The expiration comes as much attention has focused on large amounts of betting in options in the biggest tech and momentum names, and much of the positioning has been bullish in call options that bet the underlying stocks will go higher. Some of the action is the result of big investors, like SoftBank, but another big driver has been retail investors.

“If we assume that retail is long a lot of these September expiring calls in stocks like Apple and Tesla and the market continues to move lower, due to the aftermath of the Fed, market makers unwind their hedges against those long calls. In theory, that could exacerbate the move lower, but it really works in either direction,” said Chris Murphy, Susquehanna Financial co-head of derivative strategy.

Murphy said retail investors are much more involved in options on individual stocks than they were a year ago.

“If you want to see the difference, equity open interest from this September to last September is up significantly, to 55 million from 40 million.
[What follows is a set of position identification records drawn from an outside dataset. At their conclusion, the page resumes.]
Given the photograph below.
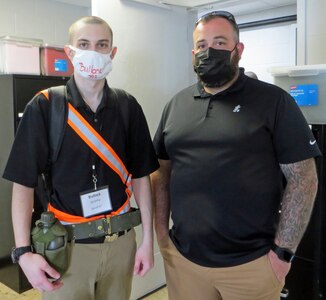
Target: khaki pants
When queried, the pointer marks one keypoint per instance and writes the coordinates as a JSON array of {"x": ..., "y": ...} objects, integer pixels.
[
  {"x": 99, "y": 271},
  {"x": 188, "y": 281}
]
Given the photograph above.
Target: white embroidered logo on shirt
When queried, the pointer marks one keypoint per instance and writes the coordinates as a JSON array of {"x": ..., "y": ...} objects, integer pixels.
[{"x": 237, "y": 108}]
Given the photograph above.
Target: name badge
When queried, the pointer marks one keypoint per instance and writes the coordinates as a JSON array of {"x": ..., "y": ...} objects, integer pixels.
[{"x": 96, "y": 201}]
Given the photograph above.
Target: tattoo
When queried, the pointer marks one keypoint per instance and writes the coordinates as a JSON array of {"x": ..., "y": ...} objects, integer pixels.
[{"x": 297, "y": 202}]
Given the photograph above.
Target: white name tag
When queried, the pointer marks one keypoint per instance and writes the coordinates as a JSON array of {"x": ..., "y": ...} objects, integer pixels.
[{"x": 96, "y": 201}]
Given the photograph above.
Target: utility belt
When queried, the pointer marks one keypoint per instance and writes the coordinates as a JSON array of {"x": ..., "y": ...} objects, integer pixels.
[{"x": 110, "y": 227}]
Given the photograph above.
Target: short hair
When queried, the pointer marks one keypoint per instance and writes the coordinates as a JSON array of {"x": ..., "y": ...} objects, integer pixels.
[
  {"x": 88, "y": 20},
  {"x": 220, "y": 14}
]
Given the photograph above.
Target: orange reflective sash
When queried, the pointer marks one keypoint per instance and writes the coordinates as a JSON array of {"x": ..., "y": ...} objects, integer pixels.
[{"x": 93, "y": 139}]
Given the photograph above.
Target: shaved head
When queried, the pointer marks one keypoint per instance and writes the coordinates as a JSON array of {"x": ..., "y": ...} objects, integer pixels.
[{"x": 88, "y": 20}]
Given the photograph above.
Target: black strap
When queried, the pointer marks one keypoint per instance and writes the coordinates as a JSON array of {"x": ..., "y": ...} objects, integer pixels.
[{"x": 58, "y": 119}]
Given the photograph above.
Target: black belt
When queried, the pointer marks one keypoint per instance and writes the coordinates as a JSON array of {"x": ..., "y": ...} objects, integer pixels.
[
  {"x": 104, "y": 228},
  {"x": 102, "y": 239}
]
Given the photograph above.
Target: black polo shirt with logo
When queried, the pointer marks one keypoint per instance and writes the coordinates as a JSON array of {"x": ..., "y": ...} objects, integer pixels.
[
  {"x": 226, "y": 183},
  {"x": 72, "y": 172}
]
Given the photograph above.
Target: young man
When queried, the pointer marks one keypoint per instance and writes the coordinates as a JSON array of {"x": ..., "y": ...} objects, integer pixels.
[
  {"x": 224, "y": 145},
  {"x": 102, "y": 267}
]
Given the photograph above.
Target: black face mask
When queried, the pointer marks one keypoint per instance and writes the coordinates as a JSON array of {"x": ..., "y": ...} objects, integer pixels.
[{"x": 214, "y": 67}]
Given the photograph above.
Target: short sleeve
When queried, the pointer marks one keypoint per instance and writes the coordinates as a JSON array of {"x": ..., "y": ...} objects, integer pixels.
[{"x": 293, "y": 138}]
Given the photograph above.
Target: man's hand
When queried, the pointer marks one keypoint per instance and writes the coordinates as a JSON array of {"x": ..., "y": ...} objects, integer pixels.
[
  {"x": 144, "y": 260},
  {"x": 280, "y": 268},
  {"x": 37, "y": 269}
]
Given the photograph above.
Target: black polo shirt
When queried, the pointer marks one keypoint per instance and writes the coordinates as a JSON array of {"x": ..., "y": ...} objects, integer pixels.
[
  {"x": 72, "y": 172},
  {"x": 226, "y": 182}
]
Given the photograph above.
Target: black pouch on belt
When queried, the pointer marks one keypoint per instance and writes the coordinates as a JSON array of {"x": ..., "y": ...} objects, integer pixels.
[{"x": 50, "y": 239}]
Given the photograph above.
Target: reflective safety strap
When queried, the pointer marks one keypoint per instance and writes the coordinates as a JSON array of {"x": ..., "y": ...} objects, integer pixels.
[
  {"x": 66, "y": 218},
  {"x": 90, "y": 136},
  {"x": 93, "y": 139}
]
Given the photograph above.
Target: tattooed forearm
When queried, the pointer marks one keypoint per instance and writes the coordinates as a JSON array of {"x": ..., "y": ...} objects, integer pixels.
[
  {"x": 297, "y": 202},
  {"x": 161, "y": 197}
]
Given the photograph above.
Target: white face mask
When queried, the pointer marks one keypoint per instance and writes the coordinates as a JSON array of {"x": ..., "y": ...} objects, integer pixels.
[{"x": 91, "y": 64}]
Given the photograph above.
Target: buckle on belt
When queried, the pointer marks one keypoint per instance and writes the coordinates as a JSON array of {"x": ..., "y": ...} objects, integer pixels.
[{"x": 105, "y": 226}]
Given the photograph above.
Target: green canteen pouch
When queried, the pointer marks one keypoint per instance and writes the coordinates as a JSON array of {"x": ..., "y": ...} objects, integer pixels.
[{"x": 51, "y": 243}]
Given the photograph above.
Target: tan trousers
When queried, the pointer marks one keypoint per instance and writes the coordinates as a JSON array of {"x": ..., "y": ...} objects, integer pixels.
[
  {"x": 99, "y": 271},
  {"x": 188, "y": 281}
]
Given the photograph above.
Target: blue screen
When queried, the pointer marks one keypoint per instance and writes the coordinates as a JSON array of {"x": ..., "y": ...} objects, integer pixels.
[{"x": 305, "y": 94}]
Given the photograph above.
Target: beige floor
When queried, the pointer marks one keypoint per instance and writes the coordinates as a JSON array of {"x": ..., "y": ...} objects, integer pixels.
[{"x": 8, "y": 294}]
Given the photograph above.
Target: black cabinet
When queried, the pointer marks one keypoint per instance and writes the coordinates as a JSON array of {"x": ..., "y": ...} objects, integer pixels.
[{"x": 15, "y": 92}]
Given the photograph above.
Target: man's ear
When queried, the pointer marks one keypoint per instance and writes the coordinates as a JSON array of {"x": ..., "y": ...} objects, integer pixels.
[{"x": 70, "y": 53}]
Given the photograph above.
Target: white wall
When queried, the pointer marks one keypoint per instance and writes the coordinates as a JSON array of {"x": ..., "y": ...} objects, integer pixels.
[
  {"x": 48, "y": 20},
  {"x": 267, "y": 47},
  {"x": 153, "y": 61}
]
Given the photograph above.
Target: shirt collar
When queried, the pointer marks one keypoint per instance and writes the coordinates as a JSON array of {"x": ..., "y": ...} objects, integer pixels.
[{"x": 75, "y": 98}]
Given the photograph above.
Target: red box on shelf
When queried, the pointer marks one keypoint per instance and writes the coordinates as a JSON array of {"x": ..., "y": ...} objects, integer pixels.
[{"x": 54, "y": 61}]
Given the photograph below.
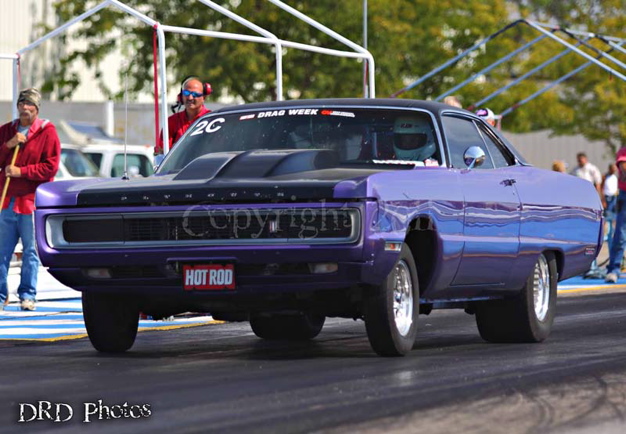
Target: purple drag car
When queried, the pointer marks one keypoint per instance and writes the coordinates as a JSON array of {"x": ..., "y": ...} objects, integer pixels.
[{"x": 285, "y": 213}]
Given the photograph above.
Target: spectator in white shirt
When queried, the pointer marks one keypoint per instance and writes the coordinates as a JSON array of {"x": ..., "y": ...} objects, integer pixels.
[
  {"x": 610, "y": 191},
  {"x": 588, "y": 171}
]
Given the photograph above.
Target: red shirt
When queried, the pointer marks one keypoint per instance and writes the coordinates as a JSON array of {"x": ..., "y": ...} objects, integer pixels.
[
  {"x": 38, "y": 160},
  {"x": 621, "y": 156},
  {"x": 177, "y": 125}
]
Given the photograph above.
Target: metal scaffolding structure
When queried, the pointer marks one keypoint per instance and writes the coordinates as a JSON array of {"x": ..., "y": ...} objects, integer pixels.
[
  {"x": 546, "y": 31},
  {"x": 265, "y": 37}
]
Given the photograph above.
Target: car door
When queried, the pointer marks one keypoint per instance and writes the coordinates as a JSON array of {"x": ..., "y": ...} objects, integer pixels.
[{"x": 492, "y": 208}]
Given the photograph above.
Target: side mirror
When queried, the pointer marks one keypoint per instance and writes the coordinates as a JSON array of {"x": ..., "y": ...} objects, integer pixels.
[
  {"x": 473, "y": 157},
  {"x": 158, "y": 159}
]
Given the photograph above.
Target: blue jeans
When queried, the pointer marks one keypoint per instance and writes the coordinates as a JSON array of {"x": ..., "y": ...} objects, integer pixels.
[
  {"x": 609, "y": 218},
  {"x": 616, "y": 252},
  {"x": 12, "y": 227}
]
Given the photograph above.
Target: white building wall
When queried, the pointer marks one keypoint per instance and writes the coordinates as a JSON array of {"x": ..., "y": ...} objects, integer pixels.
[{"x": 20, "y": 26}]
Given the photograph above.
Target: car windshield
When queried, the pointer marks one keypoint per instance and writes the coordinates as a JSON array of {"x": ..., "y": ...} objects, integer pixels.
[
  {"x": 77, "y": 164},
  {"x": 359, "y": 136}
]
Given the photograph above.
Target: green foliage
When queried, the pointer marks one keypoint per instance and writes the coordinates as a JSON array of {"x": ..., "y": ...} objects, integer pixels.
[{"x": 408, "y": 38}]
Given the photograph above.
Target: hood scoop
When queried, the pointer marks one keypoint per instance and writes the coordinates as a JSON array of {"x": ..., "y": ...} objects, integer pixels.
[{"x": 258, "y": 164}]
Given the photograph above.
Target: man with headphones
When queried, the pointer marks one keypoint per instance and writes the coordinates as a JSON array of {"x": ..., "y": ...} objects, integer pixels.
[{"x": 191, "y": 96}]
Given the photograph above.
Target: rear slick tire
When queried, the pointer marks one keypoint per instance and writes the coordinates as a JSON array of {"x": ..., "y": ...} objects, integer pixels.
[
  {"x": 527, "y": 318},
  {"x": 392, "y": 308},
  {"x": 111, "y": 321}
]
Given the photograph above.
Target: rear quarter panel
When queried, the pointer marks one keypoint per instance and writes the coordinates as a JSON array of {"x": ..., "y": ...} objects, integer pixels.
[{"x": 559, "y": 212}]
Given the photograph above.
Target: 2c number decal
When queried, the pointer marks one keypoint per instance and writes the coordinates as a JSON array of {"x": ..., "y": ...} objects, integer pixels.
[{"x": 208, "y": 127}]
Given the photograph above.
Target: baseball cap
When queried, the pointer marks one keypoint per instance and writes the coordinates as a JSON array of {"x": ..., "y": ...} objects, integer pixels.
[
  {"x": 486, "y": 114},
  {"x": 30, "y": 95}
]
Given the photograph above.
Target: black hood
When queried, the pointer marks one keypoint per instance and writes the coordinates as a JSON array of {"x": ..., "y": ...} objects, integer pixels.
[{"x": 251, "y": 176}]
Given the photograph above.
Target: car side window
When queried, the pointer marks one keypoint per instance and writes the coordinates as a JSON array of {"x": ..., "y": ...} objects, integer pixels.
[
  {"x": 137, "y": 165},
  {"x": 500, "y": 157},
  {"x": 460, "y": 135}
]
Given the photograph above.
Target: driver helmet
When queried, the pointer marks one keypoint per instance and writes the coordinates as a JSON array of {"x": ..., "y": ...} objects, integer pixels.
[{"x": 412, "y": 139}]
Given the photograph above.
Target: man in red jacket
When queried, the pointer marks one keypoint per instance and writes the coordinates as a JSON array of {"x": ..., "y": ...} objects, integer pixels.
[
  {"x": 37, "y": 162},
  {"x": 191, "y": 96}
]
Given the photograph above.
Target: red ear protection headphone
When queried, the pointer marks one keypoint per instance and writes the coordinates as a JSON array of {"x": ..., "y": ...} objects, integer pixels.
[{"x": 206, "y": 88}]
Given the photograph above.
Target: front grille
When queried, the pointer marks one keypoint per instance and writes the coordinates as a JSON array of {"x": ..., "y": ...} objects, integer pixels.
[{"x": 238, "y": 225}]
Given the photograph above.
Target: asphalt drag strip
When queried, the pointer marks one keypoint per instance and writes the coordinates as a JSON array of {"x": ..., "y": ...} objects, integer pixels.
[{"x": 56, "y": 320}]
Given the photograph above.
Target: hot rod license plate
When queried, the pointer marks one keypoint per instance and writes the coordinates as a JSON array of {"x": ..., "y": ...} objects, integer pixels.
[{"x": 208, "y": 276}]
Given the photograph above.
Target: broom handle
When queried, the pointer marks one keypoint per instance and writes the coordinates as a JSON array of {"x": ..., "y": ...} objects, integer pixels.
[{"x": 6, "y": 182}]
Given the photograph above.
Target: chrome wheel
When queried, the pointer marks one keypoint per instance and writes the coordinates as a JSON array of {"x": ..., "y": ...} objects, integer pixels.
[
  {"x": 541, "y": 288},
  {"x": 403, "y": 298}
]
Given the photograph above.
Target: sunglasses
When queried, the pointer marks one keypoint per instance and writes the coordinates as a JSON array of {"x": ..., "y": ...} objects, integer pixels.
[{"x": 191, "y": 93}]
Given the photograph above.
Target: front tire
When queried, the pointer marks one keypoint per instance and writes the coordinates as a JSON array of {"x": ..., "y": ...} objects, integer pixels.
[
  {"x": 391, "y": 309},
  {"x": 302, "y": 327},
  {"x": 527, "y": 318},
  {"x": 111, "y": 321}
]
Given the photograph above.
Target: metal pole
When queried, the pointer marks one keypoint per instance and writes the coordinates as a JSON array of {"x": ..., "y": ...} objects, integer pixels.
[
  {"x": 162, "y": 73},
  {"x": 279, "y": 71},
  {"x": 521, "y": 78},
  {"x": 576, "y": 50},
  {"x": 365, "y": 89},
  {"x": 454, "y": 59},
  {"x": 490, "y": 67},
  {"x": 15, "y": 89}
]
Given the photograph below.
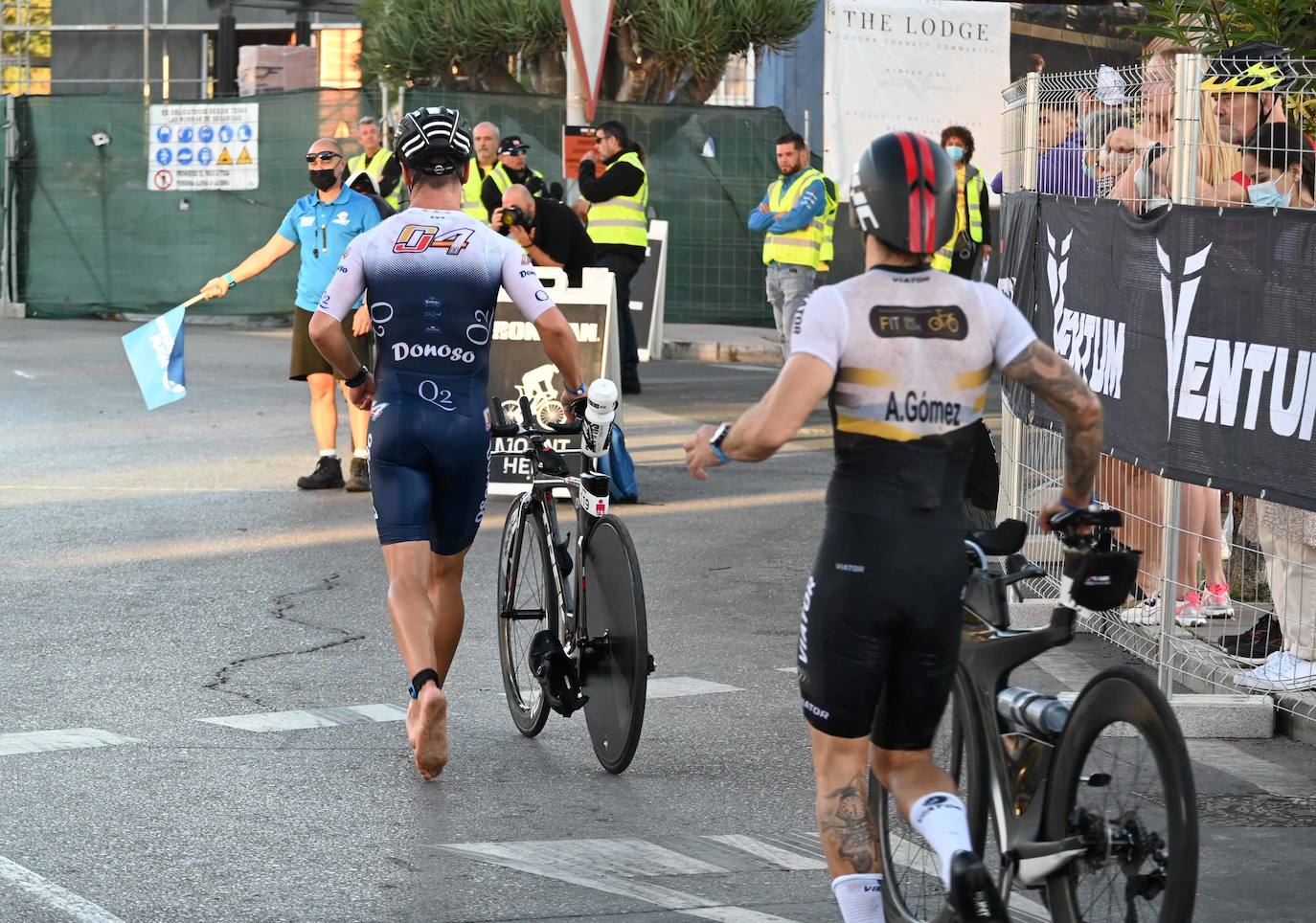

That compares to open interest in ETFs. That was 29.25 million and now it’s down to 28.9 million,” he said. Murphy said individual investors may be more inclined to trade single stocks while institutions and bigger investors could be move involved in ETFs and indexes. Open interest, or the total open contracts, on the indexes like the S&P 500 also fell to 4.5 million from 5.1 million.

With the shift in focus to individual stock names, that could make trading in those issues more volatile in both directions for the rest of the week. According to Goldman Sachs, options volumes in 50 single stocks accounts for 89% of the notional volumes for all individual equity options.

Emanuel said he’s not concerned about the potential for excessive moves in stocks around expiration, but in general he has been concerned about aggressive buying in out-of-the-money calls in a few stocks. Those calls, which bet on big moves higher, are priced at historic premiums to out-of-the-money puts, which bet on falling stock prices. Normally, it is more expensive to hedge against a downside move, but now it is more expensive in some names to hedge a move higher.

“I’m worried about it within the context that it’s just another one of the signs that these stocks are over-owned ad over-loved, and rightly so, given their performance and the momentum throughout August,” he said. But that type of options buying is acting as a negative warning for stocks, and it still illustrates too much froth.

Emanuel said there was a turn in sentiment when the market sell-off Sept. 2, but the options positioning in some high-flying names has not changed. “They are still pricing in FOMO [fear of missing out], instead of fear,” he said.

As for this week’s expirations, Murphy said the Fed is the bigger driver of the stock market, but options positioning can be exaggerating moves in either direction.  

“Now that we’ve moved through some of the lower strikes, the market makers who are hedged with long stock, now sell the stock,” said Murphy. He pointed to Apple as an interesting example. The stock was off its lows in late morning trading, and just below the level where there is a lot of options interest.

“The highest open interest strike is September $112.50,” he said. “Yesterday’s close was above it. Today we’re below it, so it’s in play … If we make the assumption retail is long and the market maker is short, as the stock trades above $112.50, there will have to be buying to hedge and that could exacerbate a move higher. If it goes back below, there needs to be selling. They don’t need as much of a hedge.”

Goldman Sachs analysts said in a note that investors have been concerned about the high concentration of activity in a few names, while options activity is at record levels. So Goldman studied it and found that options activity is typically concentrated in a relatively small number of stocks.

For instance, since 2006, at various times, the top five stocks, in terms of options activity, had accounted for 25% to 75% of single stock notional volumes.

Goldman studied a period in 2012 to 2013, when five stocks were at all time highs and also saw the most options activity. They were Apple, Amazon, Alphabet, Netflix and Booking Holdings, then Priceline. It did not have an adverse impact on the stock market. The S&P 500 returned 45% over the two years, and the VIX,  the Cboe Volatility Index, declined to 14 at the end of 2013, from 24 at the end of 2011.